After more than a decade of studies pointing to significant health impacts for Appalachian residents living near mountaintop removal operations, the federal government has decided to take a look.

The U.S. Office of Surface Mining Reclamation and Enforcement (OSMRE) announced that it will fund a $1 million review by the National Academy of Sciences of current research on the links between surface coal mining and human health risks. The review will be conducted over a two-year period.

More than 20 studies over the last decade have found correlations between mountaintop removal coal mining and increased rates of cancer, heart and respiratory diseases, nervous system damage in children and other negative health outcomes.

Some of the more recent of those studies have documented direct, causal links between mountaintop removal and negative health impacts, such as tumor growth in human lung cells after exposure to mining dust.

A study earlier this year titled “Lung and Bronchus Cancer Deaths in Boone County, WV, Before and After Mountaintop Removal Mining” found that:

Lung and bronchus cancer [LBC] death rates have increased significantly since the introduction of MTR in Boone County (all genders, ages, corrected for age). All site cancer death rates have likewise increased significantly over time. There were significantly more deaths from LBC in MTR counties than in non-MTR counties of WV.”

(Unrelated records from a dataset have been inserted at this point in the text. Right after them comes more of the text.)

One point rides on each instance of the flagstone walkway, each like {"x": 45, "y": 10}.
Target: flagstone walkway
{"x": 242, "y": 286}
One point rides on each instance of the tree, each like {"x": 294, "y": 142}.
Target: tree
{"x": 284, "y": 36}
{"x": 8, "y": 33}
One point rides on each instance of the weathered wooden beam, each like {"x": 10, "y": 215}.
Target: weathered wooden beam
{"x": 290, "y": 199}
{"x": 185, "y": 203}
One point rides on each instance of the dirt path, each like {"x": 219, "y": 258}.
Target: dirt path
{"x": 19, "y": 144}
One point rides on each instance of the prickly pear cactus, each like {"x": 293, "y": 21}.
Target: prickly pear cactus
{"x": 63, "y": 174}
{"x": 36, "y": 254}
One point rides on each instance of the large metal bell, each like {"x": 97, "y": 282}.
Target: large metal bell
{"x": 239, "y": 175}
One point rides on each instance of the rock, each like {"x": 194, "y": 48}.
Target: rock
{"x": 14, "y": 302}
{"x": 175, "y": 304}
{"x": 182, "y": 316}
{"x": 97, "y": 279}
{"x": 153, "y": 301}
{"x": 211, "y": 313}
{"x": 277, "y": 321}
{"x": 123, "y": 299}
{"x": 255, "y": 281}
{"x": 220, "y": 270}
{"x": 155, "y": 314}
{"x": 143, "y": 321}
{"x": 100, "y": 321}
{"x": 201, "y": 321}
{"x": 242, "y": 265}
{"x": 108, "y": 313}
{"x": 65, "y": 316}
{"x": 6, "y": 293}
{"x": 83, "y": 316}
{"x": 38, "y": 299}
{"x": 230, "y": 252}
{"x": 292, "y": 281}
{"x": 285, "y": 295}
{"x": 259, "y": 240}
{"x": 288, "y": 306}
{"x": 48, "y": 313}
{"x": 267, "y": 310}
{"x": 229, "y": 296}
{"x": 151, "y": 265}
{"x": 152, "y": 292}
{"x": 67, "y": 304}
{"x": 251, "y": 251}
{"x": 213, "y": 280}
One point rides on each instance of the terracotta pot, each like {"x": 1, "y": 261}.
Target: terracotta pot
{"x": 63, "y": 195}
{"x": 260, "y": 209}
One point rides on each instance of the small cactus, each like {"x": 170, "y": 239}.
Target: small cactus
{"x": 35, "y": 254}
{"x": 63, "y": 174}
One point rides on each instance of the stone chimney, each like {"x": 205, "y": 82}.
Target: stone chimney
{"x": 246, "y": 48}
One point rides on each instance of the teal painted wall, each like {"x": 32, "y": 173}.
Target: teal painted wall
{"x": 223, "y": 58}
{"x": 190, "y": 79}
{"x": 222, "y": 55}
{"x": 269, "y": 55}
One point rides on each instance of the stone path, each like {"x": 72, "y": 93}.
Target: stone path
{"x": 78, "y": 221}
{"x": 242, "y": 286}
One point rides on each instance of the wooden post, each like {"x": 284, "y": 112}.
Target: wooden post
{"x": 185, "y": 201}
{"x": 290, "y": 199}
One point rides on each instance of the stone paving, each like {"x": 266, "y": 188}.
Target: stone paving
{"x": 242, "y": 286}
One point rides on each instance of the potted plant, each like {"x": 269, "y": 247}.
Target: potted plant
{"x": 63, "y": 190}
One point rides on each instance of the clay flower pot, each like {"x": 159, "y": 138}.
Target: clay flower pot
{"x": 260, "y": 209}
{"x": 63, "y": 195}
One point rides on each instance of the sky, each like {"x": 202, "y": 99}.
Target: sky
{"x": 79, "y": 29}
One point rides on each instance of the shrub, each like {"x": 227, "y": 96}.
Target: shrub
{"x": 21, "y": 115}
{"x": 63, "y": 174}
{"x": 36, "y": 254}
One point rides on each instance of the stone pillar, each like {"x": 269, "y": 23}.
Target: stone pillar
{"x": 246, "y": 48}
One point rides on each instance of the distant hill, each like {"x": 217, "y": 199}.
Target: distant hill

(Most of the studies of the past decade have been conducted in West Virginia, including many by researchers at West Virginia University. Kentucky universities and officials have ignored this crisis, for the most part.)

The review will include four public meetings to be held by the National Academy of Sciences. Dates and locations have not yet been announced.

Some members of Congress have not waited for federal agencies to review what’s already well documented. U.S. Reps. John Yarmuth of Kentucky and Louise Slaughter of New York have introduced the Appalachian Community Health Emergency (ACHE) Act in the U.S. House of Representatives. The legislation, H.R. 912, would require a moratorium on all new mountaintop removal mining permits while federal officials examine health consequences to surrounding communities.